How do recommender systems work on digital platforms?

Few things are as vital to democracy as the free flow of information. If an enlightened citizenry is essential for democracy, as Thomas Jefferson suggested, then citizens need to a way to be kept informed. For most of the modern era, that role has been played by the press—and especially the editors and producers who exercise control over what news to publish and air.

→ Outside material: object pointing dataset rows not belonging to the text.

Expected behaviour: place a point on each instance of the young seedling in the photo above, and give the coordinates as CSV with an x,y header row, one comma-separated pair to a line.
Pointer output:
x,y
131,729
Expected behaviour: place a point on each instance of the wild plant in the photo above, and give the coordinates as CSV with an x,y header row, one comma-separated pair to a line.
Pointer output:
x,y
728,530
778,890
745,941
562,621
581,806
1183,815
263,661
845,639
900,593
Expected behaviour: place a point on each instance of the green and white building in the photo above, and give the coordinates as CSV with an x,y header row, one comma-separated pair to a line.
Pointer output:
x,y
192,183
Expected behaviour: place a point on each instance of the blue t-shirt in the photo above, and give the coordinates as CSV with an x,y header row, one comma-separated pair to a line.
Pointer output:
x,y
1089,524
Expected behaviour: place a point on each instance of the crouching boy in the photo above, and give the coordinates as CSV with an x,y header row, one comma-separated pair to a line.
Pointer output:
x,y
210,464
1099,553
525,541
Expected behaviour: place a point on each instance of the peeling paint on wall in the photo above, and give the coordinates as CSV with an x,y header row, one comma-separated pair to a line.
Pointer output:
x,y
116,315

Yet as the flow of information has changed, the distribution and consumption of news has increasingly shifted away from traditional media and toward social media and digital platforms, with over a quarter of Americans now getting news from YouTube alone and more than half from social media. Whereas editors once decided which stories should receive the broadest reach, today recommender systems determine what content users encounter on online platforms—and what information enjoys mass distribution. As a result, the recommender systems underlying these platforms—and the recommendation algorithms and trained models they encompass—have acquired newfound importance. If accurate and reliable information is the lifeblood of democracy, recommender systems increasingly serve as its heart.

As recommender systems have grown to occupy a central role in society, a growing body of scholarship has documented potential links between these systems and a range of harms—from the spread of hate speech, to foreign propaganda, to political extremism. Nonetheless, the models themselves remain poorly understood, among both the public and the policy communities tasked with regulating and overseeing them. Given both their outsized importance and the need for informed oversight, this article aims to demystify recommender systems by walking through how they have evolved and how modern recommendation algorithms and models work. The goal is to offer researchers and policymakers a baseline from which they can ultimately make informed decisions about how to oversee and govern them.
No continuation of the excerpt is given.